Głód był zresztą powszechny i już w końcowej fazie wojny brakowało dosłownie
wszystkiego. To, że system zaopatrzenia ludności nie runął wcześniej, zawdzięczano
hitlerowskiej sprawności organizacyjnej. Po kapitulacji zabrakło i tego. Dla zamożniejszych,
zwłaszcza w strefach aliantów zachodnich, alternatywę stanowił „czarny rynek”, na który
trafiało wiele z zaopatrzenia armii okupacyjnych. Bardziej poszkodowani przez wojnę
bytowali w fatalnych warunkach, toteż przypadki śmierci wskutek niedożywienia czy też
zimna były częste.

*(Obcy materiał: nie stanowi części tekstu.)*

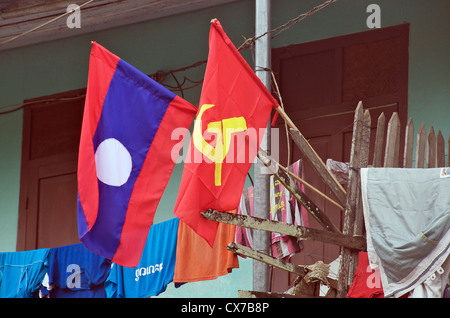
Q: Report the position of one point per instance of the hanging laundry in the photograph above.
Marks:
(283, 208)
(198, 261)
(76, 272)
(366, 281)
(407, 219)
(21, 273)
(155, 269)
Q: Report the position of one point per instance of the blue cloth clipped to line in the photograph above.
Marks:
(155, 269)
(21, 273)
(76, 272)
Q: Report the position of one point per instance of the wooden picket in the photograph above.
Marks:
(429, 153)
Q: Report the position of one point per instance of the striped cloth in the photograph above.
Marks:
(283, 208)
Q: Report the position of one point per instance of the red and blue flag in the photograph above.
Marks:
(125, 155)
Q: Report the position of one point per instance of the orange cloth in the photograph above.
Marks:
(196, 260)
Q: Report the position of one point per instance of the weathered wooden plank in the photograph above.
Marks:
(409, 144)
(299, 195)
(279, 263)
(420, 147)
(430, 157)
(391, 155)
(358, 228)
(346, 267)
(353, 242)
(440, 150)
(379, 141)
(328, 178)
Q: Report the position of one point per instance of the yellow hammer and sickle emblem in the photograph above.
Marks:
(223, 130)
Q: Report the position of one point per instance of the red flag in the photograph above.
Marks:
(234, 111)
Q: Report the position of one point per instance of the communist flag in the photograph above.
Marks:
(234, 111)
(125, 155)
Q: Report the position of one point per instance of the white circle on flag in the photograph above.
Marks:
(113, 162)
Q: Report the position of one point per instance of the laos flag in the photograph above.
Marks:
(125, 155)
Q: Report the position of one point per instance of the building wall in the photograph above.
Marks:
(181, 40)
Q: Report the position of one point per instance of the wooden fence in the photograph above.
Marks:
(429, 152)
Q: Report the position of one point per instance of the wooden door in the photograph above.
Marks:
(48, 194)
(321, 84)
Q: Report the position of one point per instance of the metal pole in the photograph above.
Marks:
(261, 239)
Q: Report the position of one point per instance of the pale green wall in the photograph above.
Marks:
(181, 40)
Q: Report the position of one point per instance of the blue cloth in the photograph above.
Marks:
(21, 273)
(155, 269)
(76, 272)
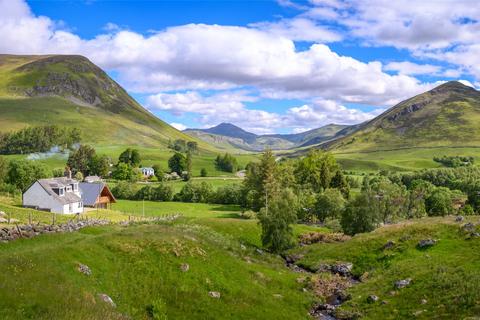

W roku 1946 przeciętne racje żywnościowe nie zapewniały egzystencji,
zwłaszcza w strefie francuskiej. Stan powojennej biedy utrzymywał się zresztą przez szereg
lat, dłużej w Niemczech Wschodnich, toteż Niemcy w konsekwencji znane były później z
obfitości środków przeciwreumatycznych czy substytutów żywnościowych.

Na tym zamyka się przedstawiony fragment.